RON PETROVICH, nephew of JON PETROVICH, remembers his uncle, who died February 10th at the age of 63:
My uncle taught me not to bury the lead so, with a heavy heart here goes.
Jon Petrovich passed away in New York City, on February 10 after fighting a courageous battle against cancer and diabetes. This is news to a lot of friends and colleagues because he was very private about his illness.
Coming from humble beginnings in Gary, Indiana, he graduated from Indiana University and The University of Alabama with a masters. He became Head of US Operations for the Associated Press, oversaw International Networks for Sony Television, and was a Knight Fellow Professor at Northwestern University. The highlight of his career was his tenure at CNN, where he spent 15 years developing CNN Interactive, CNN International, The Airport Network, NewsSource, and Headline News. He was also president of Turner Broadcasting System in Latin America.
I am lucky to have had someone like Jon in my life. He was my uncle, but also was a dear friend, mentor, and big brother. We became close after hearing his poignant words, “Don’t go into TV!” I was lost in college, having too much fun achieving D’s in business classes. While he was a news director at WBAL in Baltimore, I asked if I could spend a week seeing what TV is all about. He graciously invited me but sent me on the worst stories, most of them in a prison with a reporter, Rob Roblin. We played basketball, lifted weights, and ate with the prisoners. Our best moment was spending time in the cell with our favorite, cross-dressing inmate, Rosie. I was hooked. My uncle wanted me to hate it, but I knew this could be fun.

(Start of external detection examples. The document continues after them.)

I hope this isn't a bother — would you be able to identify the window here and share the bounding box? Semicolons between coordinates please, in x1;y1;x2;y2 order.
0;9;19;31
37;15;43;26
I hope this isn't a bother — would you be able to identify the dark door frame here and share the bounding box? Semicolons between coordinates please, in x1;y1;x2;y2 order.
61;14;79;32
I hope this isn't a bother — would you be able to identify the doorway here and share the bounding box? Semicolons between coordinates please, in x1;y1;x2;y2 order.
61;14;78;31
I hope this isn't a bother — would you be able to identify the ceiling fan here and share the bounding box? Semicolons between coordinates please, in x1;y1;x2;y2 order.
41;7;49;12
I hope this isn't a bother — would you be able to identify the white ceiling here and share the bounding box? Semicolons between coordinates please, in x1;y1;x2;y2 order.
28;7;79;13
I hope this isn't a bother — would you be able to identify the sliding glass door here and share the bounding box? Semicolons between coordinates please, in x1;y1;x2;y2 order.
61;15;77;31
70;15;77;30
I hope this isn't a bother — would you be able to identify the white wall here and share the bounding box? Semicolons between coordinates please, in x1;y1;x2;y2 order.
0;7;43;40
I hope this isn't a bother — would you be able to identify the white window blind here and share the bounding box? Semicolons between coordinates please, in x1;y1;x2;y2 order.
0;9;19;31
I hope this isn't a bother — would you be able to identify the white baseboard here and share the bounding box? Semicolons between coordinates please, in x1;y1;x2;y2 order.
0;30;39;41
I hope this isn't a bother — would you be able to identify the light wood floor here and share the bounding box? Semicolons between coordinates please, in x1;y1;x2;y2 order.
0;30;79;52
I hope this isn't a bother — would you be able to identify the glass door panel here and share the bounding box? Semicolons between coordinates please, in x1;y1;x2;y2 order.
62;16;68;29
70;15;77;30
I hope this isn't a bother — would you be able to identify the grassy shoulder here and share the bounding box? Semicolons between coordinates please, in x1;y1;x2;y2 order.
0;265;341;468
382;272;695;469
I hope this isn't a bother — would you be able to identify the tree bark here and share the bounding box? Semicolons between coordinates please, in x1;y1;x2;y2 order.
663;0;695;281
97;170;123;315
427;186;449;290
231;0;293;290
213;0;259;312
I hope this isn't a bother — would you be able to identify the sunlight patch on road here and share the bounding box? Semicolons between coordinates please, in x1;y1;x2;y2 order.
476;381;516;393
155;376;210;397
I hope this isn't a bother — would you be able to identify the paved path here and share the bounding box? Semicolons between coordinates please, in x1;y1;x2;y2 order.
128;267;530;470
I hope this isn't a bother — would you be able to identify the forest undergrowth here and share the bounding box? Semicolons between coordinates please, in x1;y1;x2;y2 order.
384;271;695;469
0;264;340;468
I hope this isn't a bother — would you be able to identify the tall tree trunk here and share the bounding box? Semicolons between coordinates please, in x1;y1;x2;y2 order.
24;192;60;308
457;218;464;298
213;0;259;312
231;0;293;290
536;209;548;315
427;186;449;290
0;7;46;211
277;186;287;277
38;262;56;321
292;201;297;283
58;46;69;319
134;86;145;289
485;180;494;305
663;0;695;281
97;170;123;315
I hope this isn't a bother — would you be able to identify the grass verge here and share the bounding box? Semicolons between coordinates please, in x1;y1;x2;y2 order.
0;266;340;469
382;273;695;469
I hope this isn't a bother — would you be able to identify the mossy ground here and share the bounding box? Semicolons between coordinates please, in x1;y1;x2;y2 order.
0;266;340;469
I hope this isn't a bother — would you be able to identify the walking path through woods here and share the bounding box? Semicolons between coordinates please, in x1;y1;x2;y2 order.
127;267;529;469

The next summer, I successfully interned at the station until the last week when I crashed the live truck on a dinner run. When I called the assignment desk to tell them I decapitated the golden rods, they laughed so hard they did not call my uncle for an hour. My uncle offered to resign that next morning. The only thing he said to me, Do you still want to work in TV? I said yes, because I can’t drive a truck and I suck at accounting. From that point forward it was all support; the same kind of tutelage he offered to countless others who needed a hand.
At RTNDA events he invited me to tag along and meet big shots like CNN’s Tom Johnson and Jack Womack. My stomach would hurt for days from laughing so hard watching Womack and friend Fred Burrows from CNN do imitations of my uncle.
One of my uncle’s passions was food and great restaurants. He and his/our great friend Jon “Rocky” Gluck knew, or at least tried to find every great restaurant in every city throughout the world. One time when my uncle was in Tokyo, he asked “Rocky” where he could find great Greek Food. Of course “Rocky” directed him to the best restaurant.
The biggest love of my uncle’s life was his family. He and Karen, his high school sweetheart, were always touring from New York to California looking for interesting places, and maybe spots to retire. He adored his kids Kristin and Jonathan, and was the proudest grandfather, always telling stories about Gracie’s recitals and Trey’s athletic ability. He was always there for them and all of us for the ups and downs in life. Unfortunately, he didn’t have much time with his newborn grandson, Van, who was born in January.
He once told me, if I die tomorrow, I’m OK with that, I’ve been blessed, I’ve seen the world and have a great family. He left us much too early and will be missed by many, but we take comfort knowing that he did a lot of living in his 64 years.